『キラッとプリ☆チャン バーチャルライブ』は、5周年を「やってみた」で始めてくれるライブだった
『キラッとプリ☆チャン』が5周年を迎えました。
プリティーシリーズでは同名作品では最長となる三年間放送した作品であり、昨年末に開催されたシリーズ合同ライブでもキャスト側から「何かほしい」と希望は出されていたんですが、五周年を記念してシリーズ単独では三回目となるライブが開催されました。
その記念すべき五周年ライブの最大の特徴は「バーチャルライブ」であること。
つまり普段開催しているような「『声優』が『キャラクター』を『演じながら』行うライブ」とは違い、「『声優』が『演じた』『キャラクター』が行うライブ」という点こそが「ライブ」と「バーチャルライブ」を分けているのです。
「映像に声を当てる」ということは、極論を言ってしまえば「いつも見ているアニメに近い」。
キャストとしてステージに立っているわけではありませんし、モーションキャプチャーによりキャストの動きにキャラクターを追従させているわけでもないわけではないですから、作りそのものはアニメに近いものであることは間違いありません。
それでも今回のバーチャルライブが「良いアニメを見た」とならずに「面白いライブを見た」という印象を残すのは「(おそらく)リアルタイムでカメラや演出を制御している」からでしょう。
リアルタイムで調整を行っているようにしか見えないからこそ、そこにはライブの「リアルタイムで変化し続けるものを観測し続ける面白さ」が生まれるのです。
今回のバーチャルライブもリアルタイムで見ていた人間には分かると思いますが、アングルもカメラワークも作り込まれてはいません。
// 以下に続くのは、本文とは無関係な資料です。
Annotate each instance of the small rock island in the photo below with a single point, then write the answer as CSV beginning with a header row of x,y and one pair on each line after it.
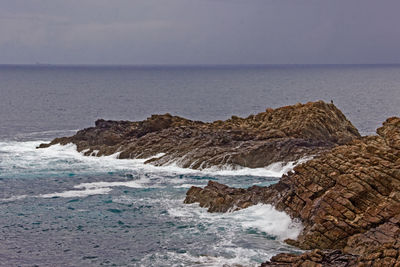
x,y
276,135
347,196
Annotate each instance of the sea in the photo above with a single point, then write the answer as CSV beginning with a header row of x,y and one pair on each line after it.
x,y
60,208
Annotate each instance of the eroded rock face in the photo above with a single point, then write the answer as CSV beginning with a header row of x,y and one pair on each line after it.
x,y
283,134
347,198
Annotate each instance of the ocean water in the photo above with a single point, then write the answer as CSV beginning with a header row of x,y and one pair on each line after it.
x,y
59,208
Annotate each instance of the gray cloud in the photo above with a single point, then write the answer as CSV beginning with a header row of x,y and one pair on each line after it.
x,y
199,31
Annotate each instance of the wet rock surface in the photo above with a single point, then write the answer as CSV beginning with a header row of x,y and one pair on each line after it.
x,y
282,134
347,198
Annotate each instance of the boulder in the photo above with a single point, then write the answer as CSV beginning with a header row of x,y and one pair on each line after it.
x,y
348,199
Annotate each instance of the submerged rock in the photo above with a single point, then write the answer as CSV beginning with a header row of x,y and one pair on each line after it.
x,y
282,134
348,199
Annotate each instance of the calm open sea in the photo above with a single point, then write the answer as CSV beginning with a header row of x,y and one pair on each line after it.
x,y
59,208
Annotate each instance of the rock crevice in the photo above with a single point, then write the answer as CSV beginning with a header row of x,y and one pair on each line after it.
x,y
283,134
348,199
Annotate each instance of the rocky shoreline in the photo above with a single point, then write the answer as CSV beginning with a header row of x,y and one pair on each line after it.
x,y
276,135
348,200
347,197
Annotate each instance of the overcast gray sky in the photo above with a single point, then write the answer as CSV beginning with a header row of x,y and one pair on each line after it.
x,y
199,31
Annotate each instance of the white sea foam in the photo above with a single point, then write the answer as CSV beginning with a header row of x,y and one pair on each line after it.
x,y
13,198
23,157
78,193
262,217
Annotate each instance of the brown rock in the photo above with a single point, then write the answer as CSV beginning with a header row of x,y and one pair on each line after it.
x,y
282,134
347,198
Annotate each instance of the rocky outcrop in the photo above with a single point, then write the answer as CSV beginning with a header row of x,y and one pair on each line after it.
x,y
315,258
282,134
348,199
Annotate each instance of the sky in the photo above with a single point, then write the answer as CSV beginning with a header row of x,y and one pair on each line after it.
x,y
137,32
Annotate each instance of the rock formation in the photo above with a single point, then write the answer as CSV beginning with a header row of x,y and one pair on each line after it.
x,y
282,134
347,198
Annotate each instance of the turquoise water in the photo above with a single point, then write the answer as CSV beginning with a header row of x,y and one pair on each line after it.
x,y
59,208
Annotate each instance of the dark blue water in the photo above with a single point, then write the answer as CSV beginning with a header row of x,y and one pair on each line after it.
x,y
59,208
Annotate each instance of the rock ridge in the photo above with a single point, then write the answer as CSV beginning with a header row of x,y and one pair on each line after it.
x,y
348,200
283,134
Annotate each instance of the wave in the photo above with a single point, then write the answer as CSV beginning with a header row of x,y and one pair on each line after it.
x,y
262,217
23,159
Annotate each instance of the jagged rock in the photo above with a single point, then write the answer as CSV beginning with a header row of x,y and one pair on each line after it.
x,y
347,198
315,258
282,134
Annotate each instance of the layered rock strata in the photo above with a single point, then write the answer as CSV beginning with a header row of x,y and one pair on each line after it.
x,y
348,200
282,134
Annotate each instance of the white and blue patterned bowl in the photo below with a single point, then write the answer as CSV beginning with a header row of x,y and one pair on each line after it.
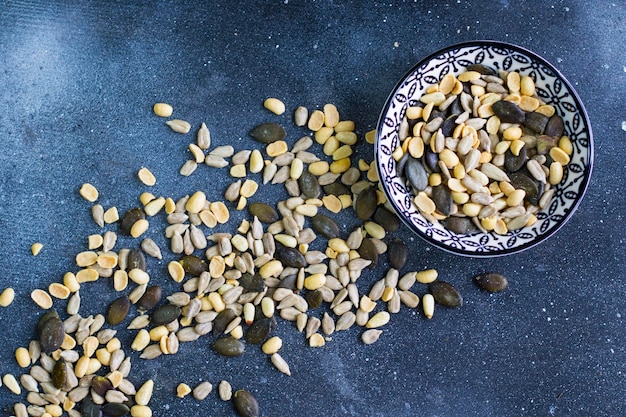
x,y
552,88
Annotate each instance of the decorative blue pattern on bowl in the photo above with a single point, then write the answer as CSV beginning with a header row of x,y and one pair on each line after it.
x,y
551,87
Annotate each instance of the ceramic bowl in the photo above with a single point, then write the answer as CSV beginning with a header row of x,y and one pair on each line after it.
x,y
551,87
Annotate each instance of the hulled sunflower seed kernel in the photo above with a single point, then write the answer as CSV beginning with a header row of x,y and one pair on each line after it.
x,y
179,126
146,177
89,192
7,297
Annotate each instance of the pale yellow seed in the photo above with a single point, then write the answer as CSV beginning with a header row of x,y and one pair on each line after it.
x,y
87,275
276,148
427,276
144,393
139,227
58,290
560,156
182,390
468,76
377,320
154,206
7,297
146,177
35,248
170,205
220,211
256,161
22,357
162,109
331,115
41,298
89,192
347,138
319,168
179,126
274,105
249,188
428,304
527,86
314,281
140,411
341,166
11,383
196,202
556,173
238,171
316,120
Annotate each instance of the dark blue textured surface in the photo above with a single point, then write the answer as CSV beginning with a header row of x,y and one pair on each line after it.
x,y
77,86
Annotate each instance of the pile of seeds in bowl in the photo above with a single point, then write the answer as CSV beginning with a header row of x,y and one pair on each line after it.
x,y
481,151
234,284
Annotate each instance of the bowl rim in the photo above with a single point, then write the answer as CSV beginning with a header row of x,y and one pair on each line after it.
x,y
583,113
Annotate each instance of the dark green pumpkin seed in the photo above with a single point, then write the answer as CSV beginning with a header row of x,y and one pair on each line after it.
x,y
52,334
251,282
290,256
290,282
308,184
150,298
129,218
313,298
387,219
545,143
368,251
90,409
245,404
366,203
326,226
268,133
136,259
228,346
265,213
115,410
416,174
535,122
59,373
508,112
118,310
165,314
445,294
260,329
555,127
398,254
100,385
336,189
222,320
491,282
193,265
481,69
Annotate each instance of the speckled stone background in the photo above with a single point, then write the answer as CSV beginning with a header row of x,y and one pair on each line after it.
x,y
77,83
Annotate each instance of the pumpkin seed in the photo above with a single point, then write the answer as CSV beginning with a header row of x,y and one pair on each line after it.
x,y
228,346
491,282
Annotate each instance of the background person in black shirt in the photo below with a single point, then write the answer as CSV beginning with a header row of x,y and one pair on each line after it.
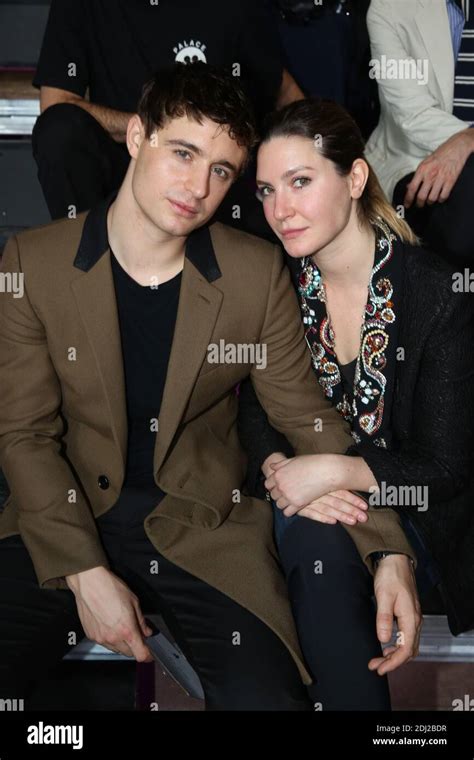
x,y
111,48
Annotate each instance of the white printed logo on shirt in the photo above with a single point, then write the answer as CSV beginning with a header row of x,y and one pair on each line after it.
x,y
190,52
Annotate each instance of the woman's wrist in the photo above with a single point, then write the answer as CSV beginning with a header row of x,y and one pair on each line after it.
x,y
352,473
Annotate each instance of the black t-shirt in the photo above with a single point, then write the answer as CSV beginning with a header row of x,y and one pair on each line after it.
x,y
147,318
114,46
時間は合ったはずだし、「ライブのような映像を作る」がコンセプトでも、もうちょっと作り込んだものにも出来たはずです。
にも関わらずそうした作り込んだ映像になっていないのは、「おそらくキャラクターがやること」は決めているものの、カメラ周りの制御はリアルタイムで行っているからでしょう。そしてだからこそキャラクターが画面の向こう側にいるような面白さが生まれる。動画配信が題材の『プリ☆チャン』らしさも息づくのです。
まあリアルタイムで行っていることなので、想定されていないアクシデントのような部分も多かったんですが、そのおかげで「あ、リアルタイムでやってそうだな」ということに気づく事ができましたし、リアルタイムだからこそのライブの面白さをバーチャルライブでも楽しむことが出来たと思うので、その辺はアーカイブじゃないからこその特権ですね。
そういう細かい事を抜きにしても、『キラッとプリ☆チャン』のシリーズ構成を努めた兵頭一歩氏が脚本で参加しているため、グダグダしている時間は皆無だったのも良かったです。
「脚本はある」と言ってもアドリブが比較的多めな『キラッとプリ☆チャン』なので、三年間キャラクターと共に歩んできた声優の本気でやったアドリブは多め。
「もうこれキャラの発言なのか、中の人の願望なのかよく分かんねぇな……」という破茶滅茶な面白さがあったので、ファンにとってはそこだけでも見る価値が合ったと断言できます。
加えて言うなら、オーディオコメンタリー的に桃山みらい役林鼓子さんが実況していたのも良かったですね。
二代目優木せつ菜になった翌日に自身の初主演作品のライブで盛り上がっている姿は微笑ましく、自身が応援している緑川さらと自身が演じたキャラがまさかのデュオを披露した事に興奮を隠しきれないご様子で、見ているこちらも大変おもしろ、いえ笑顔になれました。
こうした光景を見れるのもバーチャルライブならではと言えましょう。
そして最後に「バーチャルミュージカル」として『ハイスクールキラッとプリチャン』の制作が発表。
『キラッとプリ☆チャン』は最終話で全員が高校に進学。それぞれの新生活が始まったところで幕を下ろしたなかなか珍しい終わり方をしているのですが、この『ハイスクール』はその続きになるのか。それとも全然違う方向性になるのか。
その辺りはおいおい分かるとして、なにより「バーチャルミュージカル」という言葉の響きに大変心がときめきます。
バーチャルライブ。バーチャルミュージカル。
バーチャルの世界に「やってみた!」と挑戦していく『キラッとプリ☆チャン』の五周年が楽しくなる素晴らしいライブでした。